И при первом же после этого мелком столкновении на раскомандировке, когда кто-то плакался на плохой хомут, а другой ругал расхлябанный и неналаженный плуг, раздался властный и нетерпящий возражений и споров окрик. Коммунары изумились, остолбенели, подобрались. Коммунары обступили приказывающего, властного, зашумели:
– Чего кричишь?
– Командер! Дурочку такую брось!.. Подданных тебе тута нету!
– Командуй в другом месте! Над дураками!
Шум разросся. Он взметнулся десятками дюжих, горластых криков. На шум собрались, побросав кой-какую работу, другие, возившиеся по-соседству коммунары. Прибежали, разжигая в себе захлестывающее, подмывающее любопытство, бабы. Прискакали ребятишки.
И под открытым небом, на широкой улице, внезапно, без всяких повесток и оповещений, состоялось собрание. Посыпались жалобы и сетования на всякие житейские мелочи и пустяки. Как на суматошливом сходе, кроясь за спиной других, заорали несуразное и непутевое крикуны. Но вокруг правления коммуны сразу образовалось дружное и напористое ядро. Крикуны и бузотеры с пугливым изумлением почувствовали, что отпор им идет от сплоченной и согласованной кучки, что кучка эта растет и забирает силу и что с ней зря не поспоришь.

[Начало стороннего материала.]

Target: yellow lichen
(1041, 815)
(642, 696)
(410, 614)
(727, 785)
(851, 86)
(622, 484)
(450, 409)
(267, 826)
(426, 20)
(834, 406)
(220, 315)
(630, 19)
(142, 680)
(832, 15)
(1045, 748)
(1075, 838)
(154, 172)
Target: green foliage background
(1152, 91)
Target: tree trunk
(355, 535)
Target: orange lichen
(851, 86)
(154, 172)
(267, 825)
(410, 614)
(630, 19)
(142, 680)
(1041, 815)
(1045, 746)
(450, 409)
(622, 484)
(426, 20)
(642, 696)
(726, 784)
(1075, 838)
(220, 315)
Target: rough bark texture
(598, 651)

Марья со стороны, не мешаясь в толпу, присматривалась ко всему, что происходило в этот день. И ушла с этого собрания, происходившего под открытым небом, раздраженная, негодующая, но чем-то втайне смущенная:
– Шалыганы! – с пренебрежением и злобою сказала она вечером ребятам. – Орут, орут, а работа стоит! Никаких толков!.. Им бы, без спору, пахать да пахать, а они вот что!.. Раззор!
Филька возился молча с чем-то у порога и ничего не ответил. Но Зинаида, сверкнув молодыми, крепкими зубами, весело откликнулась:
– А с Петрушиной падью, сказывали ребята, к завтрему, к обеду управятся! Взялись дружно!
– Дружно! – передразнила мать. – У вас дружно-то в столовке из чашки ложкою хлебать!.. Работа! Как завели эту коммуну, так все и стоит, ни с места!.. Рази этак-то, к примеру, у нас бывало? Влас об этую пору уж отпахивался!.. А тут...
Марья махнула рукою и ожесточенно рванула с полки самовар.
– А трактор? – брюзгливо и по-взрослому снисходительно вмешался Филька. – Не видала ты, как интер жарит? Погляди!
– Трахтор... – приостановилась мать, прижав к животу тусклый самовар. – Вот спортится, а кто ладить его станет? Трахтор-то ваш – не мужичьи руки! Кака-нибудь заминка выйдет, и сядет коммуна с ем!..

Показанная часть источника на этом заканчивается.